That's probably the way to think about it. PCIe devices communicate point-to-poi...

bloopernova · on Nov 24, 2021

Interesting, thank you!

Teknoman117 · on Nov 24, 2021

The other neat thing is that peer-to-peer PCIe transactions do not have to go through the root complex (the Pi in this case).

Say you have a GPU and an NVMe drive or video capture card plugged into a PCIe switch, which is then plugged into the Pi. If your software supports having these devices directly communicate, they can do so as fast as their PCIe links support doing, even though there’s only the tiny link to the Pi.

Peer-to-peer transfers are only limited by the smallest link on the path between two devices on the tree, rather than the smallest link in the tree.

A real world example is some of the big GPU compute servers. Some of the 4U chassis can house 20 or more cards. Many of them have all of the GPUs (320 or more PCIe lanes) plugged into an array of PCIe switches which may constrain them to 16 or 32 lanes from the CPU. The GPUs can all talk to each other a full speed, but only a few can go full speed to the CPU at a time.

salawat · on Nov 24, 2021

Don't you mean the CPU can only full-duplex with a few GPU's at a time?

And are you sure that GPU's are actually talking with each other?

Forgive me if I'm woefully out of date/having a massive brainfart, but last I heard, GPU's got CPU-less DMA a few years ago allowing access to system memory, but programming/setting up the pipelines/cleanup/repriming/output consolidation was still solely a CPU-centric work stream.
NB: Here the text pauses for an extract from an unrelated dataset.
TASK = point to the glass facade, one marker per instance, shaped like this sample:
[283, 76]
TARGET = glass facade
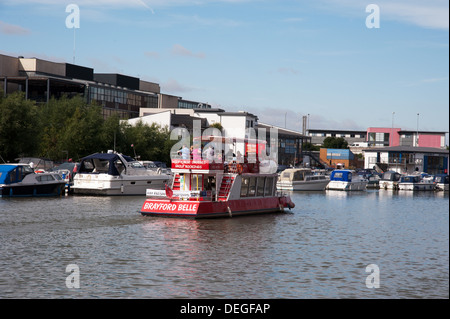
[122, 102]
So like, yeah, your GPU does it's thing and dumps the result in a buffer in it's memory space, and might even be smart enough to shlup a buffer back to system RAM to get the result forwarded somewhere else when the CPU gets around to telling the storage controller to do it...
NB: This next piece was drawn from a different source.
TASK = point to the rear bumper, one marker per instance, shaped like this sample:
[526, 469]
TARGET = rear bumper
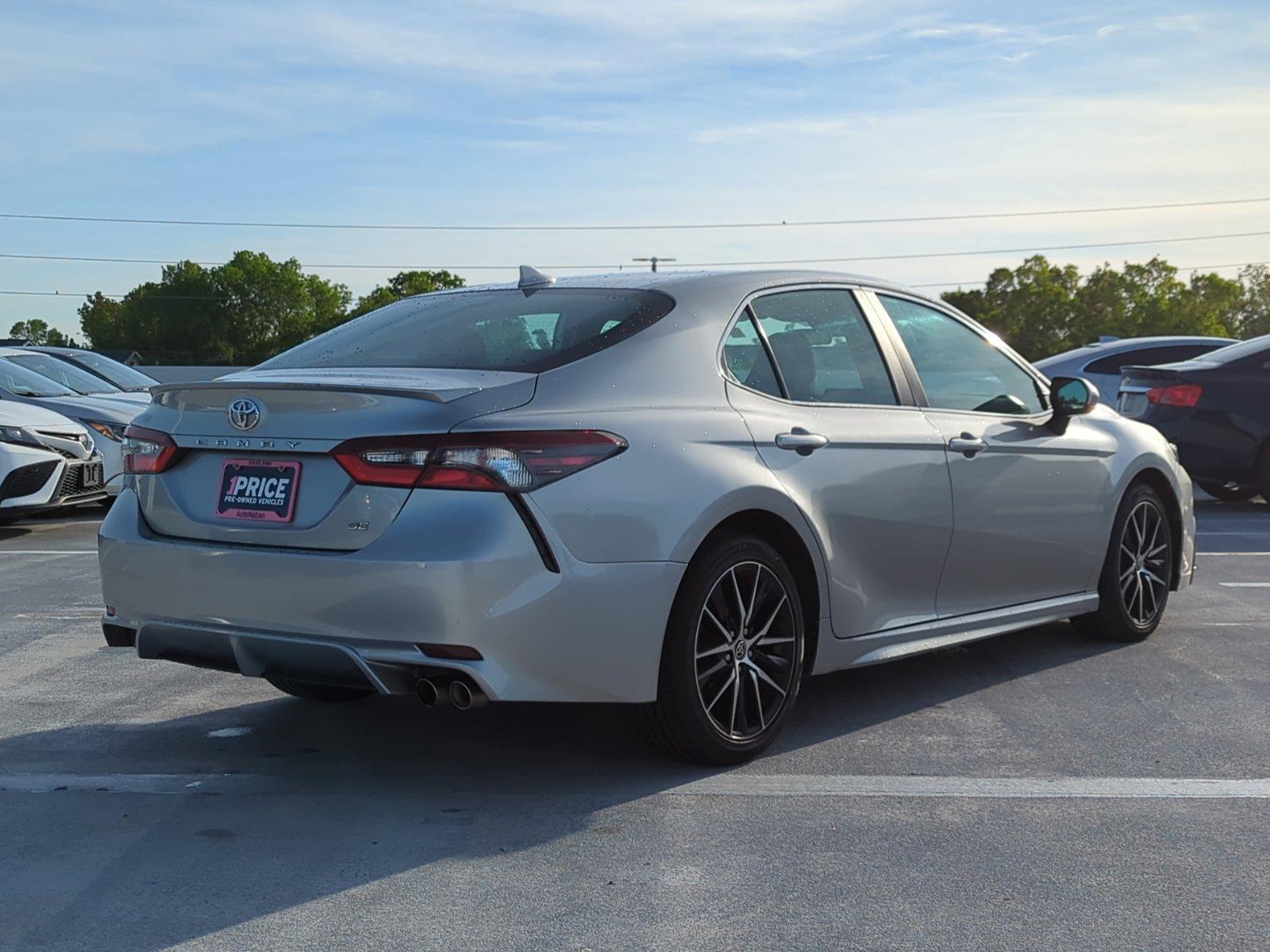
[588, 632]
But did I completely sleep through something absolutely amazing? Are GPU's passing messages/shared memory space aware now? Like,

"Oh, my jobs done, shlup this buffer off to pcie device->compute_card_2 for the next stage of processing."
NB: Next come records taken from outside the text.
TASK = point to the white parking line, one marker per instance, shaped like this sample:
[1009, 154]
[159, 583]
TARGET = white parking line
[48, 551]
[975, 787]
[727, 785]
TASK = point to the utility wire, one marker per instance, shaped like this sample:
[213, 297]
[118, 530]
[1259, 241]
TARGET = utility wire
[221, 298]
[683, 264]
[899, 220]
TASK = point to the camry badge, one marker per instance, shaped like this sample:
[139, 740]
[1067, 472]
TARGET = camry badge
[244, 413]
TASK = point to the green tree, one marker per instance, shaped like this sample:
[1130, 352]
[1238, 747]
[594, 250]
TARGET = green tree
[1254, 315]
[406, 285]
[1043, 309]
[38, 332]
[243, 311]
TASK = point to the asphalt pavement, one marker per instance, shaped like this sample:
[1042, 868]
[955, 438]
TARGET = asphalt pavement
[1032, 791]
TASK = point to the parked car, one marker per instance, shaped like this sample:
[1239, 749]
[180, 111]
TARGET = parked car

Because if they're that smart now, holy crap, I have reading to do.

Teknoman117 · on Nov 24, 2021

Yes, GPUs are able to directly pass messages and bulk data to each other these days. It's completely supported in CUDA, OpenCL, Vulkan, DirectX 12, etc. DirectX calls it "Explicit Multi GPU".

It's been around since GPUs transitioned to PCIe, it's just that both AMD and NVIDIA just locked it to the "professional" GPUs, or only used it under the hood of some other feature. AMD GPUs have used PCIe peer to peer copies for CrossFireX since the GCN Radeon GPUs (R9 290X and friends), that's why they don't need an external bridge.

There's DirectGMA (AMD) and GPUDirect (NVIDIA) which allows PCIe drivers for other devices to directly copy to and from GPU VRAM.

Other than driver support, nothing prevents PCs from having GPUs communicate directly with storage devices. The GPU would need to expose some of it's VRAM over PCIe (using a BAR window). The OS and the GPU driver would need to create some NVMe submission and completion queues either in system or VRAM that the GPU can be considered to own. You'd then issue NVMe operations where the backing pages point into the VRAM. The resizable bar support of the current Radeon and GeForce GPUs is a major step in this direction, although again, resizable bars were part of the original PCIe specification and has been available on server hardware since ~2008.

salawat · on Nov 25, 2021

Well... Shit.

There goes my free time for the next 6 months. Need to brush up on intra-system component networking and figuring out how to make graphics cards dance.

Must... Become... Massively... Parallel...